To me, that was huge. No, ginormous. Granddaddy was larger than life to me.
I don’t remember my paternal grandfather — he died when I was a baby. So Granddaddy was the only grandfather I had.
I asked my dad one time why we called him “Grand” daddy. What did that mean?
Dad said it meant that he was the patriarch, the leader of the family. His word was even more important than Dad’s. He was the grand daddy.
As a child I would sit on the end of the couch next to his recliner. I’d watch him as he scanned the newspaper and said, “Mmm hmm” to almost everything Grandmother said to him from across the room.
I’d watch a small stream of tobacco juice trickle through his stubble just before he’d spit into a paper towel-lined Columbo Peaches can that sat on a square of plastic between the recliner and couch. He’d wipe his chin, smile and wink at me.
I’d stare at his strong arms covered in lots of white hair, then run my hands through it.
I thought of him as I held my baby daughter years ago and she ran her hands through the hair on my arms.
One day she asked me about my grandfather. She knew her great-grandfather on the other side but couldn’t remember having met mine. I told her he was with Jesus now but looked a lot like me. We were about the same size, with lots of hair. Except Granddaddy wore glasses and his nose was a little bigger than mine.
Without a pause, she shook her head side to side and said, “That poor man. That poor, poor man.”
She was about 4 years old.
I loved following Granddaddy everywhere when I was a boy — like on walks through the garden to inspect corn and okra, and trips to the barbershop to buy quart jars of raw honey with the honeycomb still in it. I don’t recall a single time seeing him get his hair cut, though he must have gotten it trimmed often — it stayed in a ’50s brush cut. I just remember the jars of honey in the windowsill, and Granddaddy holding the door for another farmer as he introduced me as Juanita’s boy.
Granddaddy would take that honey, pour it generously over his biscuits and mop up every drop. Then he’d pull out the comb, cut off a chunk and chew it.
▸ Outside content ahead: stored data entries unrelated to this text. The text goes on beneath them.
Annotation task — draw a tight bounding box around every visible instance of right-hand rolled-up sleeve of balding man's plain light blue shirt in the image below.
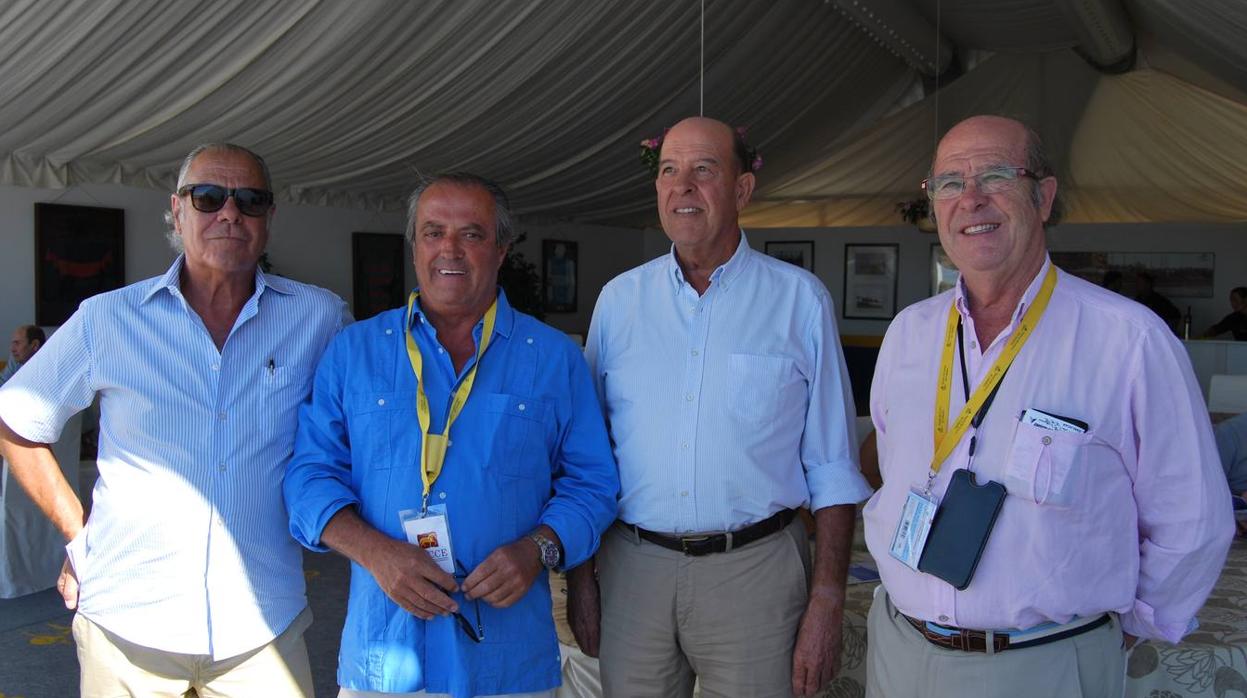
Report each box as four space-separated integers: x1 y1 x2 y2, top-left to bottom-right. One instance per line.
801 286 873 511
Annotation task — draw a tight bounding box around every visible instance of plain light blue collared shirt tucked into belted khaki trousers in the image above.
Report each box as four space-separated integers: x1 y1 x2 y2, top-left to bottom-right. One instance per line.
585 233 870 532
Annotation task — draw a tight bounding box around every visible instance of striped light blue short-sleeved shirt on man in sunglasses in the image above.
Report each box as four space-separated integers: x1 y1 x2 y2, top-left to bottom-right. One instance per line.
0 257 349 658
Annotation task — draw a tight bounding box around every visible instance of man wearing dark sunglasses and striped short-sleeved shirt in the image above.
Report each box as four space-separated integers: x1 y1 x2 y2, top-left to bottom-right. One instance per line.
0 143 350 698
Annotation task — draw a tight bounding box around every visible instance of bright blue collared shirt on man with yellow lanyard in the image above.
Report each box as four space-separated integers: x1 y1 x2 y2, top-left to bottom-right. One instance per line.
284 292 619 698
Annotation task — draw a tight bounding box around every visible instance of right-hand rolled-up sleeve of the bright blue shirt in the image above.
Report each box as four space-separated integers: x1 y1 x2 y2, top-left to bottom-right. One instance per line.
541 348 620 567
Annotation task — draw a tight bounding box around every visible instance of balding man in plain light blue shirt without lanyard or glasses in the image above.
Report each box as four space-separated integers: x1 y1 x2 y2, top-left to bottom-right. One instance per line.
569 118 870 698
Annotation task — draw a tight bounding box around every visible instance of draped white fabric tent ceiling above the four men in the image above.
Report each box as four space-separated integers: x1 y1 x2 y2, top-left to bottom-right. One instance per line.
0 0 1247 226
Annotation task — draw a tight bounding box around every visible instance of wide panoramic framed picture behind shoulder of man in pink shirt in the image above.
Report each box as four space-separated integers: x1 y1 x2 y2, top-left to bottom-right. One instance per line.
1049 252 1217 298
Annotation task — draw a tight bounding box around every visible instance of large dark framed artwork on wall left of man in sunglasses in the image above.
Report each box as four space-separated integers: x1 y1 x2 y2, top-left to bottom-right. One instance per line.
35 203 126 327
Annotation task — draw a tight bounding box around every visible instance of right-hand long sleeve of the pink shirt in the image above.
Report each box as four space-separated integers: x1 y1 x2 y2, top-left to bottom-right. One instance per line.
1121 332 1235 642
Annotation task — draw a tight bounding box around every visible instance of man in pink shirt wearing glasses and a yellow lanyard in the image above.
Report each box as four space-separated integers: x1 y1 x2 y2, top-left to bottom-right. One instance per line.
864 116 1233 698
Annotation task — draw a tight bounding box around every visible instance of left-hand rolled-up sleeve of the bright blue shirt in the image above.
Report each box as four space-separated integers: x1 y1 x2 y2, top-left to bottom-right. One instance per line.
282 333 359 552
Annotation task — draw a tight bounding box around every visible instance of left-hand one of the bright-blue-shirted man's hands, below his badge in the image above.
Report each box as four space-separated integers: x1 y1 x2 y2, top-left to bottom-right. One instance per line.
365 538 459 621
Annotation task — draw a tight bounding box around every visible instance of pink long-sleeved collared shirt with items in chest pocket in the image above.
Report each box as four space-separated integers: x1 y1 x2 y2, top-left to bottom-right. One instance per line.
864 262 1233 642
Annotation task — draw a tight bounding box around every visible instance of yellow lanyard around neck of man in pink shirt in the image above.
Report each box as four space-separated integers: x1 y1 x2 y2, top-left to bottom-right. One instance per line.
927 264 1056 492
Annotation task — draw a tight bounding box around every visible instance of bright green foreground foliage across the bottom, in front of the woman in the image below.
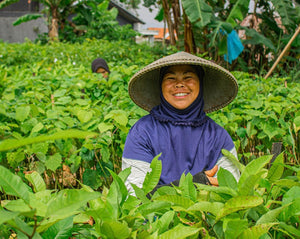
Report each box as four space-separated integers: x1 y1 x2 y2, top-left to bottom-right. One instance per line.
0 151 300 238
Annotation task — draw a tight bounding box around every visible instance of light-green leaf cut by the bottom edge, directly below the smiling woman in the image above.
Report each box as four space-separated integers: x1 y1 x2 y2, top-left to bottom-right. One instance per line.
158 224 201 239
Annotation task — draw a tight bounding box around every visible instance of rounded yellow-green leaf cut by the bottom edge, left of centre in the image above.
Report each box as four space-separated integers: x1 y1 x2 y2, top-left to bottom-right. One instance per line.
100 221 130 239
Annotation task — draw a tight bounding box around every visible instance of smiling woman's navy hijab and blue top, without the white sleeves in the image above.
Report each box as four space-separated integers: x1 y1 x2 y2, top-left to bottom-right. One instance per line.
123 65 234 184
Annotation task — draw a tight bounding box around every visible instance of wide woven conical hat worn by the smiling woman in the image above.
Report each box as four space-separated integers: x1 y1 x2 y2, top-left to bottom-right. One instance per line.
128 52 238 113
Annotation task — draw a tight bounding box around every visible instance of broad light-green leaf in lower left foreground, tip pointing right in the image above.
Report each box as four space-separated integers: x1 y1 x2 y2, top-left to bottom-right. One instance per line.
46 189 101 221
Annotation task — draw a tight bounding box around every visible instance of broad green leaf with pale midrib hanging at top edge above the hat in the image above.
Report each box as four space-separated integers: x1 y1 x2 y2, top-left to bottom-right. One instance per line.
181 0 213 28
Last night we had breakfast for dinner — eggs, ham, sausage and biscuits. My grandfather wouldn’t have cared for the biscuits. They weren’t homemade cathead monsters like Grandmother made.
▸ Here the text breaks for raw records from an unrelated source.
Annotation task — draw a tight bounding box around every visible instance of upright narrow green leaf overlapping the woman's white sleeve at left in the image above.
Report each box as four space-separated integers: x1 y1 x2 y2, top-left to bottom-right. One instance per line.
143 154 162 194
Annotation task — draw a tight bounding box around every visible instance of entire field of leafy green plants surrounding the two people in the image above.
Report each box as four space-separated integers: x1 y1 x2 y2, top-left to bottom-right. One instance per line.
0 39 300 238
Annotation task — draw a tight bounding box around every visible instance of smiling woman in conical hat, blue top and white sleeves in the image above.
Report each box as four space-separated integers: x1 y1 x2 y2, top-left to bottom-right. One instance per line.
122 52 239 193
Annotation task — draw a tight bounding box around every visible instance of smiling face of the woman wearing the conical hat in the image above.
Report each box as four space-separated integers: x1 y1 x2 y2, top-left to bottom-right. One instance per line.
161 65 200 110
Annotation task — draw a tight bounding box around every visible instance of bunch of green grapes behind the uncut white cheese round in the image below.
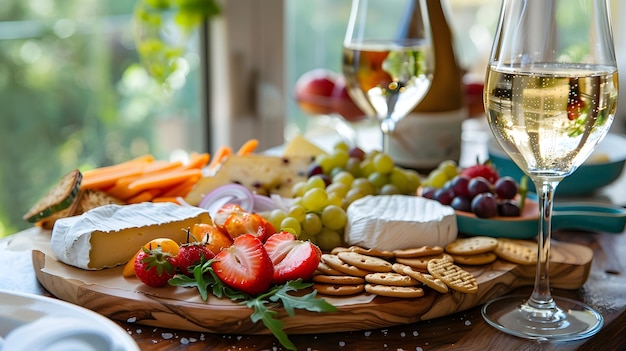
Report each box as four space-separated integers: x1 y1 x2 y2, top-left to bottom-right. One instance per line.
267 143 421 251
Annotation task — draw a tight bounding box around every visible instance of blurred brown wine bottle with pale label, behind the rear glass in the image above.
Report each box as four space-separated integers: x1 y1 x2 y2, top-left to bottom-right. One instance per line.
389 0 467 171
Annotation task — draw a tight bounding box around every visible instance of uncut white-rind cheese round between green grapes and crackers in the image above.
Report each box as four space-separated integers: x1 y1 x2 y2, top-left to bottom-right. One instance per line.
345 195 458 250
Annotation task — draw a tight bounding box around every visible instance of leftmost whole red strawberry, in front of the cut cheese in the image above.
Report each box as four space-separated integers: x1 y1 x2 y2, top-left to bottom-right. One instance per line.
135 246 176 288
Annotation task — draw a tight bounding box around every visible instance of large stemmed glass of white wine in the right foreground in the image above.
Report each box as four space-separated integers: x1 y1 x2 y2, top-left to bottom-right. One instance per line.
482 0 618 341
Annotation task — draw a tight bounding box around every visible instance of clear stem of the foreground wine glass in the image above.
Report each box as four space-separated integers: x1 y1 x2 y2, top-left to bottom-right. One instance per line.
527 179 559 310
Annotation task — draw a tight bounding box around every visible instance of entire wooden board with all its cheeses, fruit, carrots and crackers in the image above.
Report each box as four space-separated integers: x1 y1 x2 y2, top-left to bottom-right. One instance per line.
16 138 593 348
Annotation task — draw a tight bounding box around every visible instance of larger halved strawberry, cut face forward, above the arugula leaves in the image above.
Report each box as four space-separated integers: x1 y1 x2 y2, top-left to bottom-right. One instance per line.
213 234 274 295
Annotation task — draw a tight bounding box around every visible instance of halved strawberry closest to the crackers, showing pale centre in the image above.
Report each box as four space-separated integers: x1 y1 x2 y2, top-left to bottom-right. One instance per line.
264 232 322 284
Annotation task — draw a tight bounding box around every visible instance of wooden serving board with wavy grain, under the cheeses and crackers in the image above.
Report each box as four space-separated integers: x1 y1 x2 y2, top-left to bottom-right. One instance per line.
33 241 593 334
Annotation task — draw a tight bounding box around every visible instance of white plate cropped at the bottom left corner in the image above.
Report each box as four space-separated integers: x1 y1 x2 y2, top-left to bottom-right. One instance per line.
0 290 139 351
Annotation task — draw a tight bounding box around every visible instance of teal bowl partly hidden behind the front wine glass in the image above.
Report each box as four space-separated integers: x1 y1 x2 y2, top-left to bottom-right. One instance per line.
488 134 626 195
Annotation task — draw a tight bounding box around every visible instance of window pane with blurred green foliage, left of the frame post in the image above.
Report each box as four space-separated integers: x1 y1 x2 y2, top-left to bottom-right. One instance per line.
0 0 206 237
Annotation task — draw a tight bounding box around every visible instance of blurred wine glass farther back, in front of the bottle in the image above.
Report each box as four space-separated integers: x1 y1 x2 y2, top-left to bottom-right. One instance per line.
342 0 433 152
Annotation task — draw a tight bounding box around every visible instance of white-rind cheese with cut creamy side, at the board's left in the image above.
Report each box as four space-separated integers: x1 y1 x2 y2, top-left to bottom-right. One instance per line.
50 202 212 270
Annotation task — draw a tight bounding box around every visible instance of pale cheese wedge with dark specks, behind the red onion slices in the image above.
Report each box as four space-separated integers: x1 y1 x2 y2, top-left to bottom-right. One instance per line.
185 154 313 206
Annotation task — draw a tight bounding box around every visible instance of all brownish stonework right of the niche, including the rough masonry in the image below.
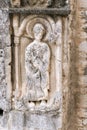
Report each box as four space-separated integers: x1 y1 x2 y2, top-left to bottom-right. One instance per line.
63 0 87 130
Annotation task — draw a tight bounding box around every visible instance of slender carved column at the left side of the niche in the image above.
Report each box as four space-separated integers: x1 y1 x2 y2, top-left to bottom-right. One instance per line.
13 15 20 98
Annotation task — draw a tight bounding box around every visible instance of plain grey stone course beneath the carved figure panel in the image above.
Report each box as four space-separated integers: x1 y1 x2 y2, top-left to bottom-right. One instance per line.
7 110 62 130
But I did my best to honor him with my consumption of them, anyway. I drowned them in raw honey and savored every bite.
Granddaddy died just over 25 years ago. I can’t believe it’s been that long.
A hard worker his whole life, he only started going downhill because of two things — the onset of dementia and a fall out of a tree. He was shaking limbs in the old pecan tree on the front corner of their yard to harvest the remaining nuts when he slipped and fell, landing on his back on a root.
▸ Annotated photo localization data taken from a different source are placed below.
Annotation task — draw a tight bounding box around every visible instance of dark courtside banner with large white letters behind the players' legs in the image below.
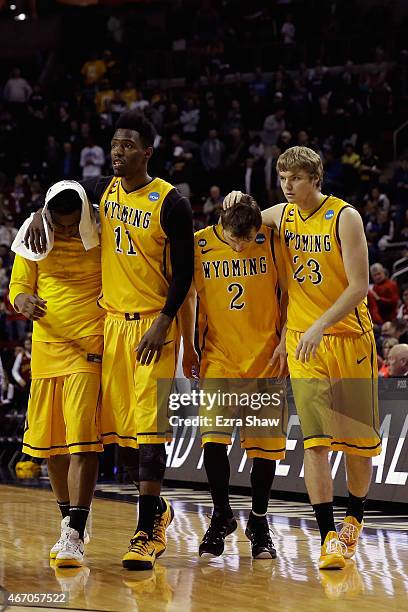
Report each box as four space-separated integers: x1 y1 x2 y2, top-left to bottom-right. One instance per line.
166 378 408 503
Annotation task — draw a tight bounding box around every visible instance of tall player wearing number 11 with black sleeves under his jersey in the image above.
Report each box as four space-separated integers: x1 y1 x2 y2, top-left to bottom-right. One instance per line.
26 111 194 570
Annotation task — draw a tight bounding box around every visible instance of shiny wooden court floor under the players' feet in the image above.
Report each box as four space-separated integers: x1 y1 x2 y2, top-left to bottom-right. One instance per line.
0 485 408 612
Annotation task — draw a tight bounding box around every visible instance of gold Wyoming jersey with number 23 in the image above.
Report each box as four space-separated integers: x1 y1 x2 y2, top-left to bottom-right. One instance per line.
279 196 372 335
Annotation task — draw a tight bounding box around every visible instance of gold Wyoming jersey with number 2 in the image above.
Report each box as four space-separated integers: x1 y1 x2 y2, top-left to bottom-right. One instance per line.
194 225 280 371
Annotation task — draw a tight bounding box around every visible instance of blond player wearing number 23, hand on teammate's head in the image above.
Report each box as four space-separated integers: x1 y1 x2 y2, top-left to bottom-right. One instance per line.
227 147 381 569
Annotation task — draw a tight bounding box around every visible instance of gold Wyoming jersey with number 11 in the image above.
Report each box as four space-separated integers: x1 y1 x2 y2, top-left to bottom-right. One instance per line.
99 178 174 315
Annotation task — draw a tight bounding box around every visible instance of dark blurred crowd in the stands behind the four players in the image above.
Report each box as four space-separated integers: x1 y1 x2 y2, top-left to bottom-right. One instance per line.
0 0 408 430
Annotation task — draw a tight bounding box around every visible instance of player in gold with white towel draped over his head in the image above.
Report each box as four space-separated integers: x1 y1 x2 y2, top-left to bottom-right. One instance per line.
10 183 104 567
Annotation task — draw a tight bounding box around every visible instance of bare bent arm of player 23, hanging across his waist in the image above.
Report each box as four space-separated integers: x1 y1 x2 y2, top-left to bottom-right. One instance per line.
296 208 368 362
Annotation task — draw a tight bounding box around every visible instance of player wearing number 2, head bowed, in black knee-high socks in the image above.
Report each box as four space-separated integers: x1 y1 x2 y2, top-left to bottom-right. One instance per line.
180 196 286 559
Later, a blood clot in his leg worked its way to his heart and stopped the organ when it hit it.
He was one month shy of his 83rd birthday.
I don’t think of him every day, honestly. But sometimes I look at the hair on my arms and I’m reminded. Sometimes I see an elderly white-haired gentleman hold the door for someone and hear him say, “Mmm hmm.” I remember then.
And especially when I eat raw honey on biscuits.
I miss you, Granddaddy. ’Til we meet again.